With another round of inspection results expected next year that will show no meaningful improvement in audit inspection findings, Hanson says he commonly hears questions about the board’s regulatory approach. “I am often asked whether we have struck the right balance to drive positive changes while avoiding the imposition of unreasonable burdens,” he said. “That is a question that all of us at the board should regularly ask ourselves.” Chairman James Doty and Hanson said the board is preparing to issue some kind of summary report to give some broad visibility into 2014 inspection results without the year or more wait for individual reports to be finalized.
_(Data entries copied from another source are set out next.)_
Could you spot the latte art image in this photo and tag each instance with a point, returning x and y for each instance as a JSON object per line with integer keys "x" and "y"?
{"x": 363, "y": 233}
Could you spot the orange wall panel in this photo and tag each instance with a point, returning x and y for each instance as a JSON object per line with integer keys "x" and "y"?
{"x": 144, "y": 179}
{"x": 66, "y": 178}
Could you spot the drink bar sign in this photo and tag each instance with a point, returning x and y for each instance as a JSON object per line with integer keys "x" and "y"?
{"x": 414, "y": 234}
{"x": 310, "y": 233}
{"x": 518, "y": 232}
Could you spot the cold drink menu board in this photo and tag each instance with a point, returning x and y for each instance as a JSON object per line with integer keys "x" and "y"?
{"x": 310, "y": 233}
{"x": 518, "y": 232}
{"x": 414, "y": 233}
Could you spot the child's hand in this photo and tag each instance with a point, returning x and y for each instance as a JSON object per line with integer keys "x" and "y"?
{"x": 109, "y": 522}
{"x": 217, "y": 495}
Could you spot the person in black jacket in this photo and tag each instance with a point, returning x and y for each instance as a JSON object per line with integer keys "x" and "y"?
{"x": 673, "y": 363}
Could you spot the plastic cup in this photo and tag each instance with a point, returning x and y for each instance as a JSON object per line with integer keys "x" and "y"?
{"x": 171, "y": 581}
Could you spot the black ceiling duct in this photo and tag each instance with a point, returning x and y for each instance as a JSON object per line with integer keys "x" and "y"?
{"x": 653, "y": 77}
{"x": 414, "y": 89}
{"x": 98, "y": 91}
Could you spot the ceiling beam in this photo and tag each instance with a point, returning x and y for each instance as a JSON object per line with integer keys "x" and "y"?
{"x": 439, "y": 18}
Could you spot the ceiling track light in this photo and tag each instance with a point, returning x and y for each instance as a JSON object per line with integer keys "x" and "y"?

To effectively drive improvement in audits, the PCAOB needs to not only call out poor work, but identify indicators of good quality audit work as well, Hanson said. The board sees cases where inspectors dig into complex audits with numerous audit risks but find no deficiencies to criticize. “I wish we could find a way to bottle our observations of those and share it,” he said. The PCAOB has been working on a project to identify audit quality indicators and is expecting in early 2015 to publish a concept release that would summarize its findings.